The new corporate governance code would require all listed companies to justify their high executive salaries, put in place an orderly succession plan, adopt a whistle-blower policy for employees and limit the number of directorship a person can hold on company boards, besides various other measures to safeguard the interest of minority shareholders.

These new corporate governance norms, along with an overhaul of nearly two decade-old insider trading norms, would be discussed and finalised after Sebi's next board meeting later this month, a senior official said.

The norms will deal severely with those indulging in unlawful insider trading activities.
Many new categories of persons, including public servants, regulatory officials, judiciary and government officials, dealing with unpublished price-sensitive information are being brought under the purview of insider trading. At the same time, new norms would also seek to clearly differentiate between 'innocent mistakes' and genuine transactions of company executives from the unlawful and serious trading offences.
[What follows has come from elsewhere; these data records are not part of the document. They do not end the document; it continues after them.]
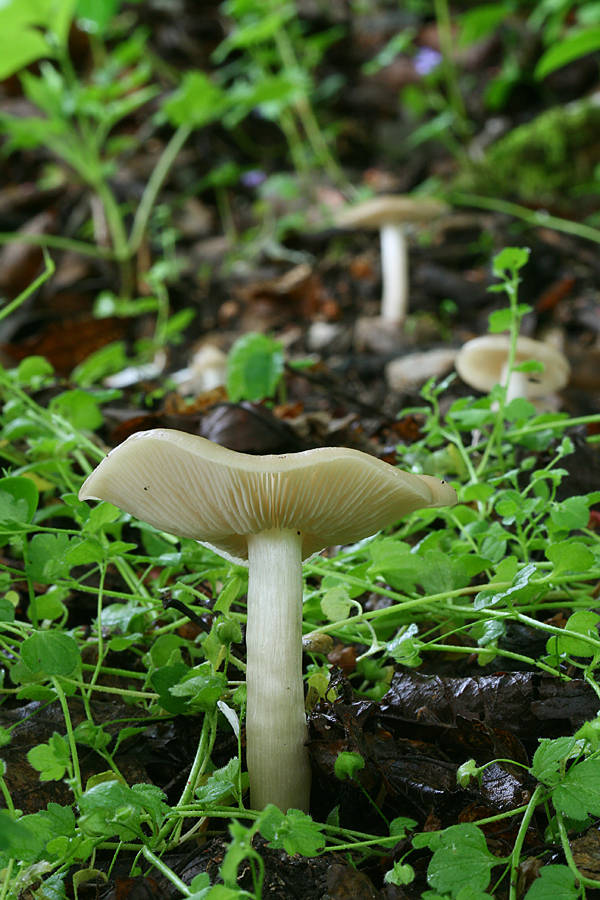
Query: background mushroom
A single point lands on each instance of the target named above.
(270, 512)
(483, 362)
(391, 214)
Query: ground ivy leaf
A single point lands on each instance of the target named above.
(581, 622)
(572, 514)
(163, 679)
(203, 688)
(336, 603)
(222, 784)
(557, 882)
(549, 758)
(50, 759)
(347, 763)
(578, 795)
(17, 840)
(110, 808)
(295, 831)
(395, 563)
(462, 856)
(50, 653)
(46, 557)
(569, 556)
(18, 499)
(254, 367)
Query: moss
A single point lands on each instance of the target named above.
(544, 160)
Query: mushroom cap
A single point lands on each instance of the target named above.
(480, 363)
(194, 488)
(390, 209)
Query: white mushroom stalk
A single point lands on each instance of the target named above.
(270, 513)
(394, 273)
(517, 384)
(392, 214)
(275, 722)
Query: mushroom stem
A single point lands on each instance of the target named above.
(276, 731)
(517, 384)
(394, 272)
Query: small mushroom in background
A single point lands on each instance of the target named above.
(483, 363)
(206, 371)
(269, 513)
(392, 214)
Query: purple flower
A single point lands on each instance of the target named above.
(426, 60)
(252, 178)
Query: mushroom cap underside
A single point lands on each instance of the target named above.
(480, 363)
(390, 209)
(191, 487)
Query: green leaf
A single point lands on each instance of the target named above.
(569, 556)
(569, 48)
(33, 371)
(578, 795)
(18, 499)
(50, 653)
(222, 785)
(196, 102)
(581, 622)
(394, 561)
(405, 646)
(203, 688)
(461, 857)
(499, 320)
(555, 881)
(401, 825)
(478, 23)
(46, 557)
(572, 514)
(347, 763)
(550, 759)
(510, 260)
(16, 840)
(94, 16)
(79, 408)
(51, 759)
(520, 588)
(336, 603)
(107, 361)
(294, 831)
(24, 26)
(163, 679)
(400, 873)
(254, 367)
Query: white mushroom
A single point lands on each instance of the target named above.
(391, 214)
(269, 512)
(483, 362)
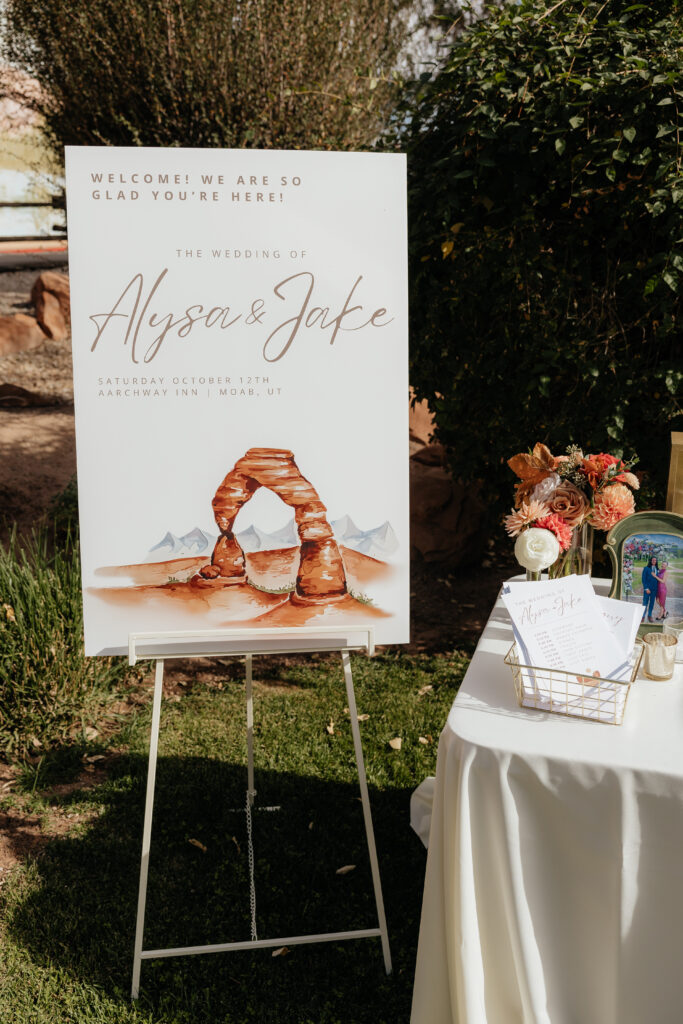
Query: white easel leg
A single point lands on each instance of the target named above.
(250, 731)
(346, 662)
(146, 829)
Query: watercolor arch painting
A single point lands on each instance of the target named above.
(310, 579)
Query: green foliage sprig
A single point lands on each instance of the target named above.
(219, 73)
(546, 195)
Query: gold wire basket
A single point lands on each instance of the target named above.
(571, 693)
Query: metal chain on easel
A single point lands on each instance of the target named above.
(250, 849)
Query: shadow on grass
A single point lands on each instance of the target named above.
(79, 910)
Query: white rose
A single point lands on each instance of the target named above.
(544, 492)
(536, 549)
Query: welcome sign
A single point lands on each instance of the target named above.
(240, 339)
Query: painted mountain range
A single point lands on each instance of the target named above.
(378, 543)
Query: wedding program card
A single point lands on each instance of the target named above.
(623, 620)
(240, 341)
(559, 625)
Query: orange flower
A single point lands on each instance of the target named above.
(611, 505)
(524, 516)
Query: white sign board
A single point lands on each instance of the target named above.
(240, 337)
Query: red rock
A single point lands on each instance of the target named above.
(321, 577)
(18, 333)
(51, 297)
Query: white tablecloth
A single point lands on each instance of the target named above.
(554, 883)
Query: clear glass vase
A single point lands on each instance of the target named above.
(579, 556)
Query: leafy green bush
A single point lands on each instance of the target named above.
(546, 198)
(49, 690)
(219, 73)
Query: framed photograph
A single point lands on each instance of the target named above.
(646, 551)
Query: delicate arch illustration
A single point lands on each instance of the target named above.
(321, 577)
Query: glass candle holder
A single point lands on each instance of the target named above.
(675, 629)
(659, 656)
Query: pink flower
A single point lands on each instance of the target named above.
(524, 516)
(611, 505)
(556, 524)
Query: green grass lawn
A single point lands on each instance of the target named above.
(69, 916)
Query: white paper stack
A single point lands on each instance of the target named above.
(583, 641)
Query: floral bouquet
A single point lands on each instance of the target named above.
(559, 500)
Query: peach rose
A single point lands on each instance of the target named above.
(568, 502)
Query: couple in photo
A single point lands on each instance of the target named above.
(654, 589)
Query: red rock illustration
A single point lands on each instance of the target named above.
(321, 577)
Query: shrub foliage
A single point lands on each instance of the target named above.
(49, 690)
(547, 233)
(215, 73)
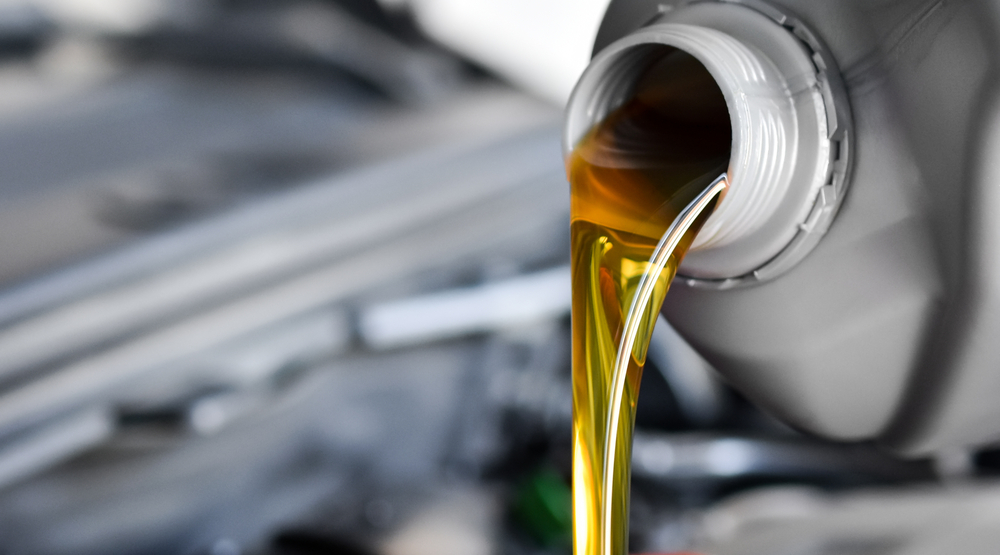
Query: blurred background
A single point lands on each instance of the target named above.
(290, 277)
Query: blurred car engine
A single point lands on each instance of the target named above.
(291, 278)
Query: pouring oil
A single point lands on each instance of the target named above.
(643, 182)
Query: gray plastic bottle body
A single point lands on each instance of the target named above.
(889, 328)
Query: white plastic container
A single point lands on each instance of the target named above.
(851, 282)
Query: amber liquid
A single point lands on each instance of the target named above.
(633, 178)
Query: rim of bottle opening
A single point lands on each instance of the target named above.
(783, 146)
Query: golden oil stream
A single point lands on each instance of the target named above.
(643, 182)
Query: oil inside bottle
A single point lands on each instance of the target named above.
(643, 181)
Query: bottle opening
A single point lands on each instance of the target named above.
(704, 92)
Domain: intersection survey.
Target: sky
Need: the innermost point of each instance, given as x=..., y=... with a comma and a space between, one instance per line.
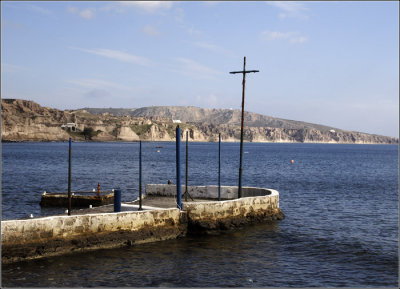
x=331, y=63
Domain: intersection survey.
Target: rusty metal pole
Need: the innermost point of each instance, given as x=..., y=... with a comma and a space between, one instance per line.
x=242, y=123
x=241, y=131
x=186, y=172
x=178, y=168
x=219, y=167
x=69, y=177
x=140, y=175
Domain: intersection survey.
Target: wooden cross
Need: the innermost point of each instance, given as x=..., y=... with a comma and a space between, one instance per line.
x=244, y=71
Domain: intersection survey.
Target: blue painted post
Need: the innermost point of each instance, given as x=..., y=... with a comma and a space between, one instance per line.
x=219, y=168
x=117, y=200
x=140, y=175
x=69, y=176
x=178, y=168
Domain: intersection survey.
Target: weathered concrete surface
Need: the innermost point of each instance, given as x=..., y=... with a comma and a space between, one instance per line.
x=204, y=192
x=88, y=230
x=207, y=217
x=256, y=205
x=35, y=238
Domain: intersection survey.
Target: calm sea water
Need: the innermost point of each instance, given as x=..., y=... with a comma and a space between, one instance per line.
x=340, y=202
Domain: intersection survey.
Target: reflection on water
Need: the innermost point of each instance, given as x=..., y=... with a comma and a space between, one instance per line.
x=340, y=203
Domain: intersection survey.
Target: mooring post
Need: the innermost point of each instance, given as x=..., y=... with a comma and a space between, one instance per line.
x=69, y=176
x=186, y=172
x=178, y=168
x=117, y=200
x=140, y=175
x=244, y=71
x=219, y=168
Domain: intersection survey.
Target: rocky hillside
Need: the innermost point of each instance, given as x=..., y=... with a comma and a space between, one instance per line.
x=28, y=121
x=192, y=114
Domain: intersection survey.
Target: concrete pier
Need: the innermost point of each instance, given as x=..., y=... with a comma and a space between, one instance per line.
x=96, y=228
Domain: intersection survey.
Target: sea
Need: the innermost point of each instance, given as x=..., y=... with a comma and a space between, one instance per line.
x=340, y=203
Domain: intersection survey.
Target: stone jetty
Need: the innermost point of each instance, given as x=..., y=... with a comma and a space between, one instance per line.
x=159, y=219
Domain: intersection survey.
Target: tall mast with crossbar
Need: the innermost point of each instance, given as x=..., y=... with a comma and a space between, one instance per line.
x=244, y=71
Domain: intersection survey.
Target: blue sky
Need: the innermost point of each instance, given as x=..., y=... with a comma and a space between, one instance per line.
x=332, y=63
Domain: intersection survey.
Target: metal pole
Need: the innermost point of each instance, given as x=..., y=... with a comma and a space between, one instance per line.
x=140, y=175
x=178, y=168
x=186, y=173
x=117, y=200
x=241, y=128
x=219, y=168
x=69, y=177
x=241, y=131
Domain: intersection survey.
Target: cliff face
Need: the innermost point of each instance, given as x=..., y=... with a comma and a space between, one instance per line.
x=28, y=121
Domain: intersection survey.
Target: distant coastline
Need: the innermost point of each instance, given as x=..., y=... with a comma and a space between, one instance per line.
x=24, y=120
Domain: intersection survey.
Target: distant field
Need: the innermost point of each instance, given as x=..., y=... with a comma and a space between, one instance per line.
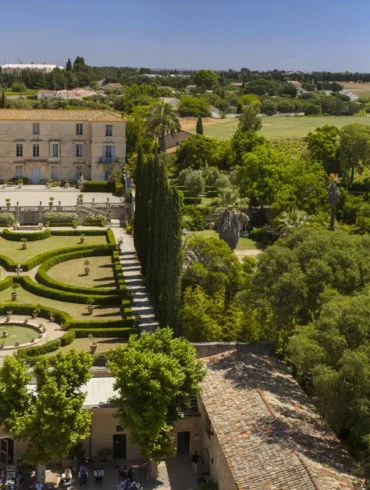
x=357, y=88
x=272, y=127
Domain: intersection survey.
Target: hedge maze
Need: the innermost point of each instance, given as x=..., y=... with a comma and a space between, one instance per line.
x=43, y=286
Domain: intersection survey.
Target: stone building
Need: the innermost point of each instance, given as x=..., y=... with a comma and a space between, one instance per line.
x=252, y=425
x=45, y=145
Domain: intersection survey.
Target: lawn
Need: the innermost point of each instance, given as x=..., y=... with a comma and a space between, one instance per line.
x=105, y=344
x=243, y=244
x=276, y=127
x=73, y=272
x=14, y=250
x=77, y=311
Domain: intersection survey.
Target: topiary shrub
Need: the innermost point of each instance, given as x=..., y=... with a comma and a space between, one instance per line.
x=7, y=219
x=59, y=217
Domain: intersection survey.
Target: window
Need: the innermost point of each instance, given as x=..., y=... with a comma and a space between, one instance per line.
x=55, y=150
x=79, y=150
x=54, y=173
x=108, y=152
x=19, y=150
x=79, y=172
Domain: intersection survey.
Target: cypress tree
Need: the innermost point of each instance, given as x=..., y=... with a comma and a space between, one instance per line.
x=199, y=128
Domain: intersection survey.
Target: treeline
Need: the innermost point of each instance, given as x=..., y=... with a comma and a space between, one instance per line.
x=157, y=237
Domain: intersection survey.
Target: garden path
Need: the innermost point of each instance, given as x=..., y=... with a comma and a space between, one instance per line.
x=141, y=304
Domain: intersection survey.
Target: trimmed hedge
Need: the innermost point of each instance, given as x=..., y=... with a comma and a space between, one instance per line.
x=31, y=237
x=192, y=200
x=59, y=217
x=44, y=279
x=212, y=194
x=98, y=186
x=60, y=295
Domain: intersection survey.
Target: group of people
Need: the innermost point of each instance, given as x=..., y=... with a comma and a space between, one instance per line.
x=127, y=479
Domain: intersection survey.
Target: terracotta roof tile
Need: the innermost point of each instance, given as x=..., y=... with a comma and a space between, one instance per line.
x=58, y=115
x=268, y=428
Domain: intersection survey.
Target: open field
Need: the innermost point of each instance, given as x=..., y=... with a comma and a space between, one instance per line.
x=272, y=127
x=357, y=88
x=73, y=272
x=76, y=310
x=14, y=250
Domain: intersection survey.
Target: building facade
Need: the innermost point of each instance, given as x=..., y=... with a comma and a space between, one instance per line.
x=44, y=145
x=17, y=68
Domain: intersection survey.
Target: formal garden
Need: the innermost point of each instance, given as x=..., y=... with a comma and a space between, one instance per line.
x=61, y=289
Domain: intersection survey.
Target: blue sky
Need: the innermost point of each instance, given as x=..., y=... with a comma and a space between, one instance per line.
x=216, y=34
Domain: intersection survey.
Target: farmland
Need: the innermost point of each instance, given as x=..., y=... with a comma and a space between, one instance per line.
x=272, y=127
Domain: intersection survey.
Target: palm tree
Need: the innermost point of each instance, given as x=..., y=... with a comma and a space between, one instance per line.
x=229, y=211
x=163, y=120
x=290, y=220
x=333, y=197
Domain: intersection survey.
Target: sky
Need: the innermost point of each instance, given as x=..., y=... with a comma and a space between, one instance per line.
x=331, y=35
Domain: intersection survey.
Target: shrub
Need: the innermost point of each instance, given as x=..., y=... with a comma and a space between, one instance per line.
x=59, y=217
x=7, y=219
x=67, y=338
x=192, y=200
x=98, y=186
x=194, y=183
x=44, y=279
x=31, y=237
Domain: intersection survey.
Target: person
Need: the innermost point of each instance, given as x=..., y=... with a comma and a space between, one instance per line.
x=195, y=460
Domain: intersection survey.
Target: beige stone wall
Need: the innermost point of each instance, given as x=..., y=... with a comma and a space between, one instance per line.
x=213, y=459
x=63, y=133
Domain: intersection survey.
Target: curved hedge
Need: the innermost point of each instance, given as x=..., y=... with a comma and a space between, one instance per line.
x=31, y=237
x=44, y=279
x=60, y=295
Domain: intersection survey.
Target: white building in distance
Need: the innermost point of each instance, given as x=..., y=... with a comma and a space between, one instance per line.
x=17, y=68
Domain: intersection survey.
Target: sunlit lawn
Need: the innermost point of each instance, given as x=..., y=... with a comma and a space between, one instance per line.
x=73, y=272
x=14, y=250
x=77, y=311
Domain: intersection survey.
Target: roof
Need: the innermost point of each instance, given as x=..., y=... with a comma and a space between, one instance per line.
x=98, y=391
x=268, y=429
x=58, y=115
x=30, y=66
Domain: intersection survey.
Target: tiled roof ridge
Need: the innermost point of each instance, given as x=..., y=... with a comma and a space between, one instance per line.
x=273, y=414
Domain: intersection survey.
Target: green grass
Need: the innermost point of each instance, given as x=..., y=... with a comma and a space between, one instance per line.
x=105, y=344
x=73, y=272
x=280, y=126
x=17, y=333
x=77, y=311
x=14, y=250
x=243, y=244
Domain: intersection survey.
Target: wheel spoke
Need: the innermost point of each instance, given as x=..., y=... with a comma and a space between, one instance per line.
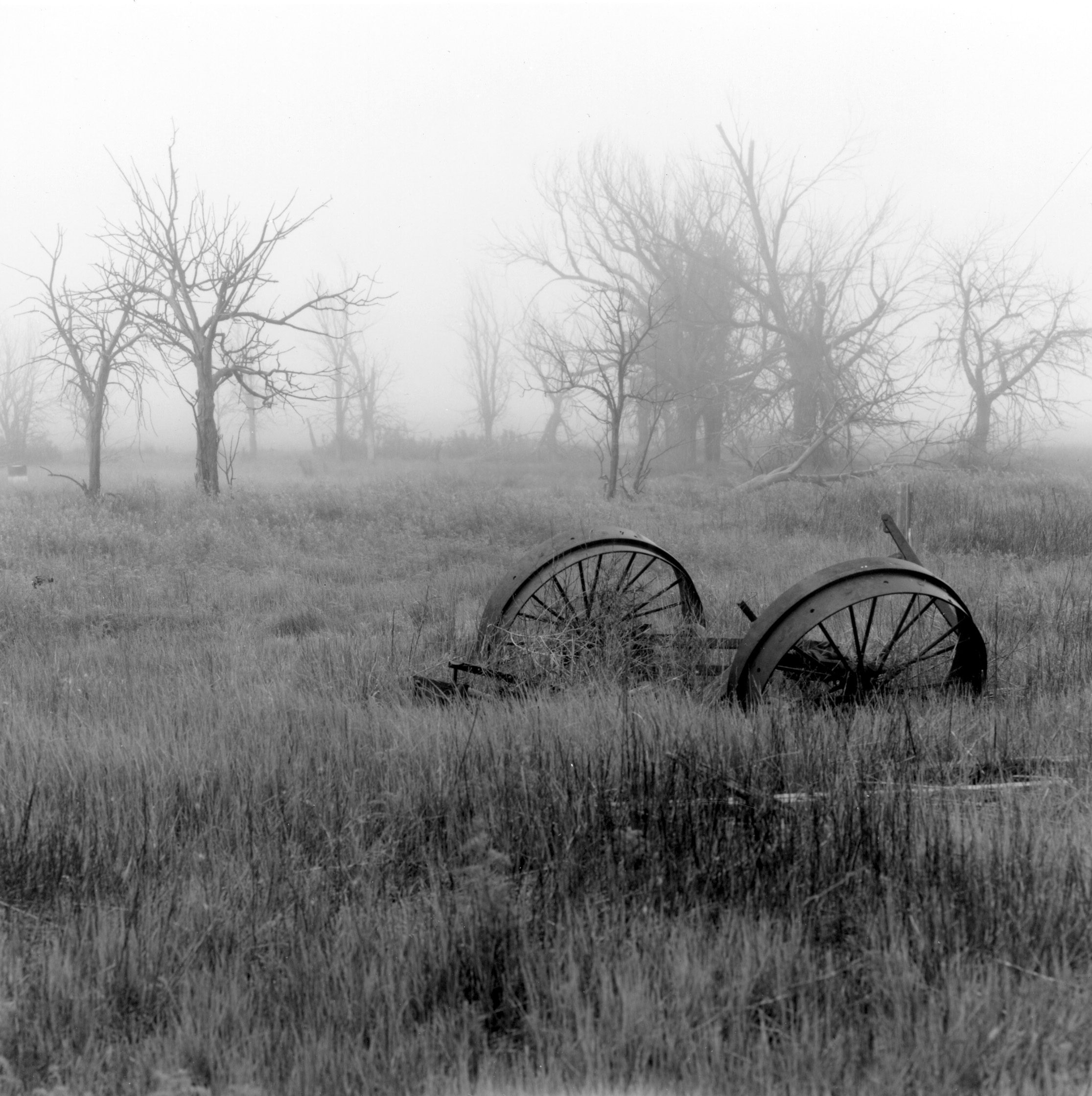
x=872, y=614
x=591, y=596
x=940, y=639
x=583, y=589
x=565, y=597
x=835, y=647
x=628, y=586
x=659, y=593
x=531, y=616
x=625, y=571
x=857, y=639
x=552, y=612
x=901, y=632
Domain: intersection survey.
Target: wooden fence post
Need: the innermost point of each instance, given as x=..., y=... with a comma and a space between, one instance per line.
x=906, y=512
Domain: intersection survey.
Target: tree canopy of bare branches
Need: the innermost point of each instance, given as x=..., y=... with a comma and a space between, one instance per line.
x=597, y=357
x=359, y=375
x=828, y=308
x=1008, y=332
x=201, y=280
x=95, y=343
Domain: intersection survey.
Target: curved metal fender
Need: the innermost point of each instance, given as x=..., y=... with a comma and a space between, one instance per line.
x=829, y=577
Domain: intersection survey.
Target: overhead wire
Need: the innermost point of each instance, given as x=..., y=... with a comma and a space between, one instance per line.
x=1058, y=188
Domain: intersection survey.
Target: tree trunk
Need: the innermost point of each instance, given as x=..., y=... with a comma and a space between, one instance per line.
x=209, y=436
x=94, y=444
x=806, y=368
x=980, y=435
x=339, y=413
x=713, y=419
x=613, y=444
x=549, y=442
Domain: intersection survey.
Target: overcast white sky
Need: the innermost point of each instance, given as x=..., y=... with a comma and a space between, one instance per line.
x=421, y=124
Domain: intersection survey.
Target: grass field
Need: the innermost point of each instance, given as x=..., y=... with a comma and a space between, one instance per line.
x=235, y=854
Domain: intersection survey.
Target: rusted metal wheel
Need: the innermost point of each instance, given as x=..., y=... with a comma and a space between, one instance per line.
x=858, y=631
x=585, y=604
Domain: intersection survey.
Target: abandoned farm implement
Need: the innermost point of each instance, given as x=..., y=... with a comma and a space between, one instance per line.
x=612, y=601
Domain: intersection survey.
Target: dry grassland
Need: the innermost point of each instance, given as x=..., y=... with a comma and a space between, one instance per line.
x=235, y=854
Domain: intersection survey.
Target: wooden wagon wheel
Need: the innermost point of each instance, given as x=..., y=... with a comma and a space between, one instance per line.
x=581, y=604
x=857, y=631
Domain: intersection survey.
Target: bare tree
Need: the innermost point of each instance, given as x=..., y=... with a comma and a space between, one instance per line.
x=545, y=374
x=829, y=306
x=359, y=376
x=598, y=359
x=21, y=391
x=95, y=343
x=1009, y=332
x=487, y=374
x=371, y=375
x=203, y=275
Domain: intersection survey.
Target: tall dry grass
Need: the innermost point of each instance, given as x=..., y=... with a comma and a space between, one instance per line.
x=231, y=844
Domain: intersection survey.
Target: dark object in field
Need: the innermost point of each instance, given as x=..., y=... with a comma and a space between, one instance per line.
x=613, y=602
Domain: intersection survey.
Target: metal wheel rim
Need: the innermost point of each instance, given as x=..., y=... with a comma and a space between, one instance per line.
x=859, y=629
x=581, y=601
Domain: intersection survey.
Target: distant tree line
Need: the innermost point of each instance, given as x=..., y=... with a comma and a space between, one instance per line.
x=181, y=294
x=714, y=300
x=705, y=306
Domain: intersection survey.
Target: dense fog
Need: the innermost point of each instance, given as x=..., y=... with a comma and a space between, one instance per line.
x=426, y=139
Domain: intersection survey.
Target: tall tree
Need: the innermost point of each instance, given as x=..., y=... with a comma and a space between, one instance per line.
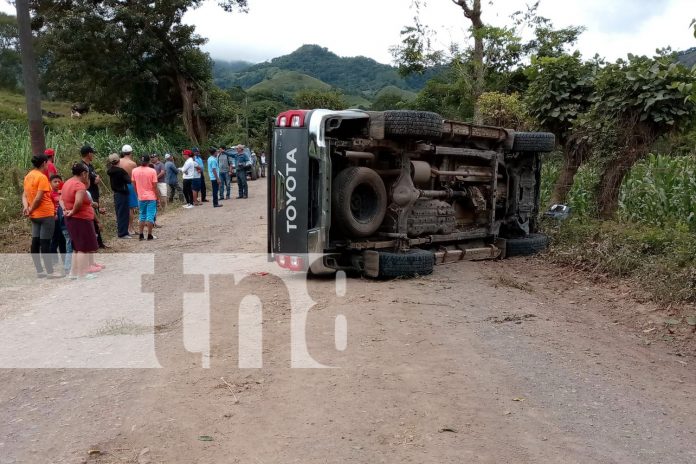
x=638, y=101
x=10, y=60
x=31, y=77
x=134, y=57
x=560, y=91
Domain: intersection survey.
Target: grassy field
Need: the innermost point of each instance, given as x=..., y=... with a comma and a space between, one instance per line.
x=652, y=242
x=289, y=82
x=13, y=109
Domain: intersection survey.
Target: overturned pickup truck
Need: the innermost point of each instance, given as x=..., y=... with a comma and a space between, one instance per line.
x=390, y=194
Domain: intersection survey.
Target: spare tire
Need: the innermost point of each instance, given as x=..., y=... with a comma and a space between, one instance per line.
x=412, y=124
x=409, y=263
x=534, y=142
x=359, y=201
x=526, y=246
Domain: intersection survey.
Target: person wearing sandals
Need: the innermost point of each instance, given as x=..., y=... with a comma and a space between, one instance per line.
x=144, y=179
x=79, y=219
x=38, y=207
Other issues likely to be discussed include additional fund-raising avenues in capital markets, including through real estate and infrastructure investment trusts, although a final decision on these fronts is expected only after the government decides on tax treatment for such instruments.

The new corporate governance code is being put in place after taking into account public comments to draft corporate governance norms released by capital markets regulator Sebi earlier this year as well as the related provisions in the new Companies Act, 2013.

The draft norms were issued in January last year, which also seek to grant greater oversight by minority shareholders and independent directors and check any unjustifiable payments to related parties.

It is also proposed to introduce a new concept of 'Corporate Governance Rating' by independent agencies to monitor the level of compliance by the listed companies, in addition to regular inspection by Sebi and stock exchanges.

The new norms also talk of greater alignment of CEO salaries with the performance and goals of the company, as also mandatory disclosure of ratio of remuneration paid to the each of their directors and their median staff salary. Similar provisions have been made in the new Companies Act.

It has been felt that "on average, remuneration paid to CEOs in certain Indian companies are far higher than the remuneration received by their foreign counterparts and there is no justification to that effect".

Sebi is also looking to put in place a stronger risk management framework for exchanges and market entities, while final guidelines are being prepared for research analysts.

"On insider trading, we have done many things, but I will say it is something about which there is a perception that Sebi needs to do more.

"Often, people compare us with the US, without realising that there it is not the SEC (Securities Exchange Commission) alone, but most of the high-profile cases in the US have been handled by their criminal justice system," Sebi Chairman U K Sinha said.
Often, comparisons have been made between regulatory action against insider trading in India and US, where some high-profile cases has come to light in recent months.